What can I expect from PdM in the future?
The Internet of Things (IoT) promises a major boost to connectivity between assets and software so that maintenance personnel can keep an eye on every machine from a central location.
Some companies are already taking advantage of this type of technology with smart buildings, but IoT applications may take some time to be feasible for most companies, as they require highly connected buildings and systems.
Another expected area of improvement is in analytics. Maintenance software offers reporting functionality, which can help users identify trends using historical data and information about vendor and inventory costs. Analytics goes beyond reporting to offer meaningful insights and recommended actions based on current data.

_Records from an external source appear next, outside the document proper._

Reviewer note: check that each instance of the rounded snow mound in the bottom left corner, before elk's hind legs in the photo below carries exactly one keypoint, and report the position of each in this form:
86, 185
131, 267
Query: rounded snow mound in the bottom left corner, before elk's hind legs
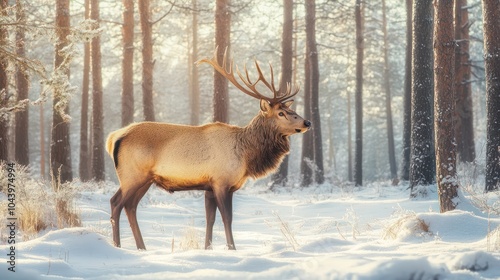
74, 252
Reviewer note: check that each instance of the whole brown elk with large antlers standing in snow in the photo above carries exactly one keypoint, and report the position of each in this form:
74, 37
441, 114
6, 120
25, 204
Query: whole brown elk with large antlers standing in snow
217, 158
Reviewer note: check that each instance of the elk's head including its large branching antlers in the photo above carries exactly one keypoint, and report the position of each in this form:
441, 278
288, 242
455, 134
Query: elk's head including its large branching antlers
276, 108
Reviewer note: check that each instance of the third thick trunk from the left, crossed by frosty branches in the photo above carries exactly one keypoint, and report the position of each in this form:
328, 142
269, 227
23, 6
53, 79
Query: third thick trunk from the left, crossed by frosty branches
60, 150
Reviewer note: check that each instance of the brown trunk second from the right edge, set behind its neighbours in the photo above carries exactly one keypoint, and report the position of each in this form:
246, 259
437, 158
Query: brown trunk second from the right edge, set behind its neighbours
464, 130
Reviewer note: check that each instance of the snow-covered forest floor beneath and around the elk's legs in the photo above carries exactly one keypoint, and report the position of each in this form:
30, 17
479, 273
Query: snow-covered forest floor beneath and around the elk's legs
324, 232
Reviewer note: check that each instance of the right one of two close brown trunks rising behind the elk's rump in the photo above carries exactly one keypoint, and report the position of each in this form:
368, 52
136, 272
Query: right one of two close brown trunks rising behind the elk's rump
147, 60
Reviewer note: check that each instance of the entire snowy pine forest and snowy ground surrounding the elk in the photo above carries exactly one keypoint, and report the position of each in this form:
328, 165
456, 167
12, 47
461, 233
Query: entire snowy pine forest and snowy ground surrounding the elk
397, 179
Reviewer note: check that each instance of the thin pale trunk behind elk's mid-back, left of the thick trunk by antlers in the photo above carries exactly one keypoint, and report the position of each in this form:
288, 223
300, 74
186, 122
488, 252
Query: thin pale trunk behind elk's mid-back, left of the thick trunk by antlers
195, 83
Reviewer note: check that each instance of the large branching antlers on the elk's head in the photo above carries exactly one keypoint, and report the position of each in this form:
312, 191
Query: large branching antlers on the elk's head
250, 88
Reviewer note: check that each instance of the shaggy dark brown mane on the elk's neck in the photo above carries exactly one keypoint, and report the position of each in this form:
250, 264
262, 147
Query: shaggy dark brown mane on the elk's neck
262, 146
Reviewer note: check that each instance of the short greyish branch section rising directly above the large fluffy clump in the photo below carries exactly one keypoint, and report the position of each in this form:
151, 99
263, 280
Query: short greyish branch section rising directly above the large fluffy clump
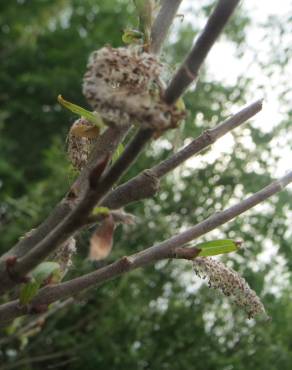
162, 24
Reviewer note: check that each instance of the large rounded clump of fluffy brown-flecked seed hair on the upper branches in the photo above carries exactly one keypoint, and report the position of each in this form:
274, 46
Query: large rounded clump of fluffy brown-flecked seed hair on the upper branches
124, 86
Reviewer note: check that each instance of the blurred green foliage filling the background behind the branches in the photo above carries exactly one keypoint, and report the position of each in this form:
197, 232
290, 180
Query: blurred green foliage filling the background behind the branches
157, 318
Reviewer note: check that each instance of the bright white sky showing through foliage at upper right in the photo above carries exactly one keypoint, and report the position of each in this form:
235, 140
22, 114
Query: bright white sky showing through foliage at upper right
226, 67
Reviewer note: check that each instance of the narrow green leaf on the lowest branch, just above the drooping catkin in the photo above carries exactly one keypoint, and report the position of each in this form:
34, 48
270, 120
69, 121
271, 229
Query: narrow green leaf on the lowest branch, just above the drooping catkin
216, 247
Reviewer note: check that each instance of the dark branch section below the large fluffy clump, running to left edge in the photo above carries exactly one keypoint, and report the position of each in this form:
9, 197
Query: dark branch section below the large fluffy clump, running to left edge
99, 185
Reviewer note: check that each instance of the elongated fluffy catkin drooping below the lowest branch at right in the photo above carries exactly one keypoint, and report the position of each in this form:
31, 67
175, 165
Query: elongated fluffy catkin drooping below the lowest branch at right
230, 283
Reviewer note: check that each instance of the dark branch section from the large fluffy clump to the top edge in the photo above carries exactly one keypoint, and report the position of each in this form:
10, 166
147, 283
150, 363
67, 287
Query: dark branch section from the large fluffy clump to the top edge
188, 71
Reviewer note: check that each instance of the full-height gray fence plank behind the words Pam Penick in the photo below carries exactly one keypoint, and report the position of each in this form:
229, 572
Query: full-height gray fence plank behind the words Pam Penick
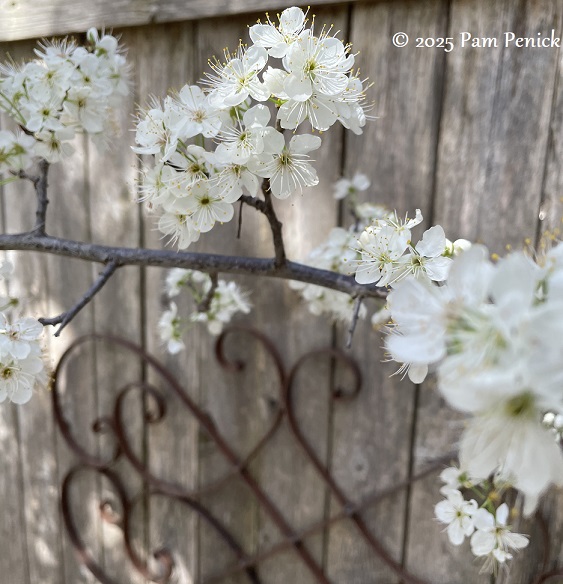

For example, analytical functions, in theory, could factor in a company’s overall costs for inventory management and suggest actions, such as a reduction in stock-on-hand to reduce carrying costs or a change in optimal reorder quantities. This level of analysis exists today and many CMMS and computer aided facility management (CAFM) vendors are working to implement it into their offerings.
In conclusion, predictive maintenance is not likely to completely replace traditional preventive maintenance. However, it can help to minimise downtime and cut costs if used to supplement it. Asset-intensive organisations, such as those in the manufacturing, fleet, facilities management, healthcare or education industries, can reap the most benefits from predictive maintenance.
The author, Taylor Short, joined Software Advice as a CMMS market research associate in 2013. This article also appears in the April/May issue of Facility Management.